Chinese buyer checks in at iProsperity's Novotel, Century City
The Century City Walk Shopping Centre and the adjoining 200-room Novotel hotel. Photo: Supplied

Chinese buyer checks in at iProsperity's Novotel, Century City

Asian investment firm iProsperity has found a Chinese-backed buyer for two linked properties in suburban Melbourne, the Century City Walk Shopping Centre and the adjoining 200-room Novotel Melbourne hotel, in a $150 million deal.

Title documents show the buyer, Chaolong Developments, to have links through a director to a Chinese provincial developer, Runjiang Investment Group, a Shijiazhuang-based developer from Hebei province in China’s north.
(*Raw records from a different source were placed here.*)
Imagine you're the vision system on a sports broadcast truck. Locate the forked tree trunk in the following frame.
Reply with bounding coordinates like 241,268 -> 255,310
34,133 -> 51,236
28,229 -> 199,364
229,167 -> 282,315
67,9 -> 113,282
The latest deal involves the acquisition of a joined mall and hotel in Glen Waverley, a landmark asset in Melbourne’s south-east, which iProsperity put on the market in April.

Led by Michael Gu and one of the busier players in the market, iProsperity invests on behalf of ultra-high-net-worth Asian investors.
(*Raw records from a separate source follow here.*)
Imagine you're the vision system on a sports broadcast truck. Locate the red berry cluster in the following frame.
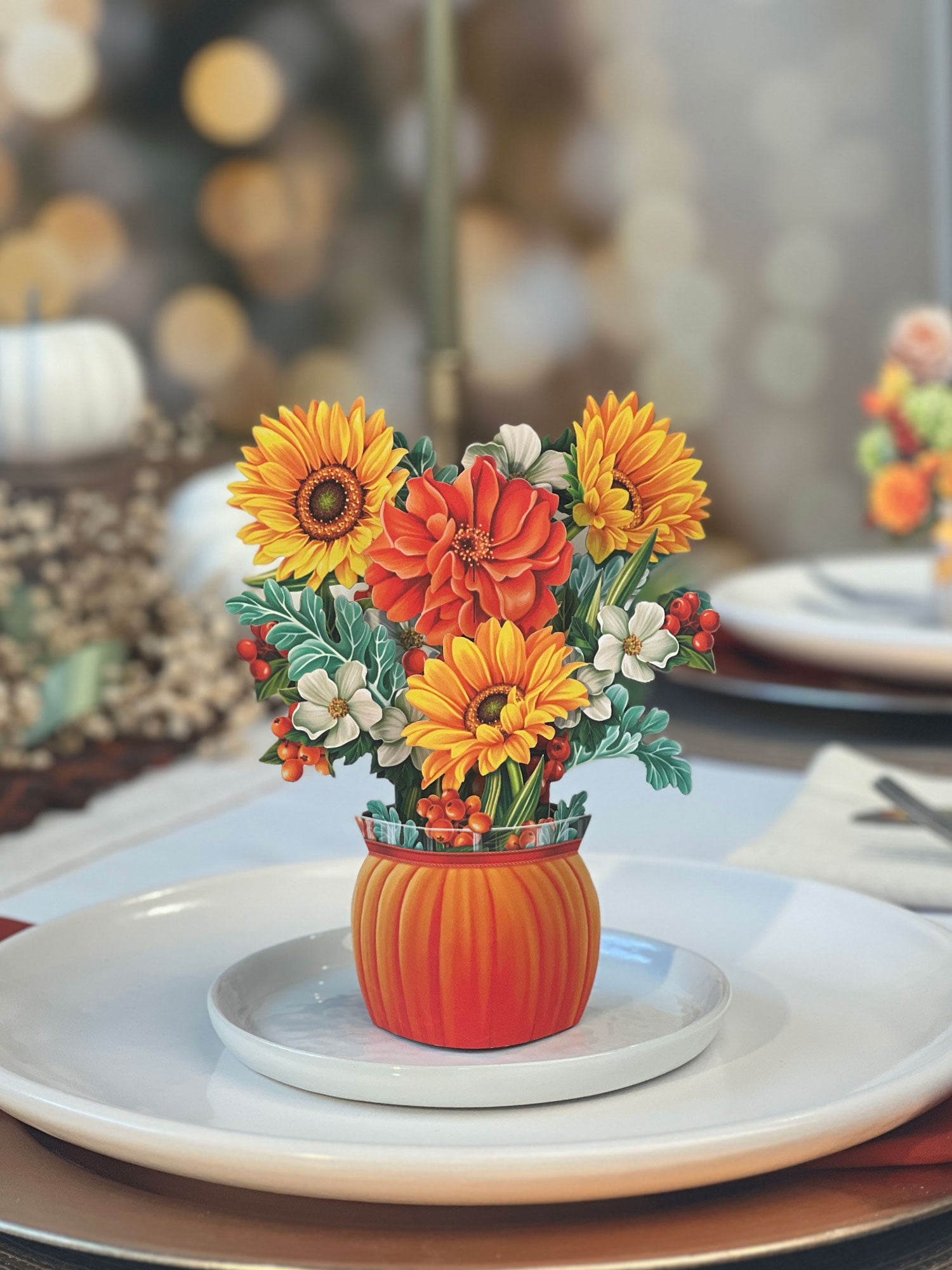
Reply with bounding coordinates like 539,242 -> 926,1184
416,787 -> 493,847
235,622 -> 288,683
542,737 -> 572,786
272,702 -> 330,781
664,591 -> 721,653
The platform’s divestment decision comes less than two years after buying the retail mall on Springvale Road for $45 million.

The mall purchase had followed soon after iProsperity’s acquisition of the hotel next door, a deal struck at the auspicious price of $73,666,666.66 from a syndicate of Sydney property players which included financier Phil Green.

Mr Gu’s platform appointed CBRE’s Mark Wizel, Lewis Tong and Josh Rutman, and Savills’ Michael Simpson and Vasso Zographou to broker the assets.

Mr Wizel declined to comment specifically on the transaction but noted there had been strong interest in the property, especially from Asian-based buyers, indicating the depth of appetite still in the market.

The acquisition by the Chinese ownership vehicle, Chaolong Developments, follows Runjiang Investment Group’s debut in the local market, buying a prominent St Kilda Road tower in a record $163 million deal.

Runjiang is now the sole owner of 509 St Kilda Road through nomination from the initial buyer, private investor Michael Xie.

Back in China, Runjiang boasts an impressive portfolio of development projects in northern China since it was founded in 2012.

Together, the Novotel Melbourne hotel and the Century City Walk Shopping Centre occupy a a 10,308-square-metre site. Century Walk has a net passing income of $2.9 million a year from tenants including Village Cinema, Strike Bowling, and the Pancake Parlour. The Accor-operated Novotel, has a current annual income of $5.1 million.